Is your hair going to handle bleach?
A lot of professional hair salons perform a strand test when they are met with a client that wants to bleach their hair. The strand test is usually done on people who have been dying and colouring their hair often or hair that might have heat damage. The strand test is also to test what the result of the hair bleach on the entire hair’s tone of colour. To perform the strand hair test first you need to take a few hair strands from the back of your head, where no one will see them. A total of ten hairs should be enough. Before allowing the product to come into touch with your skin, perform a sensitivity test. For your strand test to be effective you need to keep the hairs in a neat bunch or tie the hair strand you chose. you’re evaluating. So, if your bleach calls for 30 ml of powder to 60 ml of peroxide, mix in the same proportions of 1 part powder to 2 parts peroxide. Using 3 ml powder and 6 ml peroxide may be more convenient. For your strand, only a small amount is required. If you are creating a new colour, utilise the same quantities you’ll be using. Even if no mixing is required, it’s a good idea to prepare a mixing bowl and brush in preparation for the following step. Don’t forget to put on your gloves before applying bleach as bleach can irritate the skin. The next step is to keep track of the time. The correctness of the test, like with any other, is critical. Now is the time to check the time because you’ll need to know how long you’ll be leaving the product on your hair strand. Use the same amount of product on your strand test as you would on the rest of your hair. If you use bleach, keep in mind that the hair closest to the roots will not process as quickly as if it were still attached to your head. This is because your scalp isn’t producing enough heat. It’s also a good idea to cover the test strand in plastic wrap so it doesn’t dry out. heck your strand test after bleaching by rubbing some of the bleach out of the hair after 5-10 minutes to see how much the hair has lightened. Because timing is crucial, keep track of how long the bleach has been processing at each stage. Reapply bleach and re-cover the hair strand after checking.

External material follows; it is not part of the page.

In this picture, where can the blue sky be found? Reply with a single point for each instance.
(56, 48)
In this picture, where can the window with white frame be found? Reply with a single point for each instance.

Finally, rinse out any colour or chemical products such as bleach or relaxer with water and shampoo and then condition your hair and finally let it air dry.
Bleach is mainly used if you want to remove your natural dark hair colour. However, if you intend to remove a dyed dark hair colour then a hair colour stripper is advised. It is less damaging to the hair and it is advised to do only 3 applications a day if you’re using a hair colour stripper. Lightening your hair is a slow process and requires a lot of patience and it should not be rushed so you do not end up damaging your hair. The more spread out each application of hair colour stripper or bleach the better and is less damaging. One should not expect to go from level 1 dark hair to platinum blonde overnight.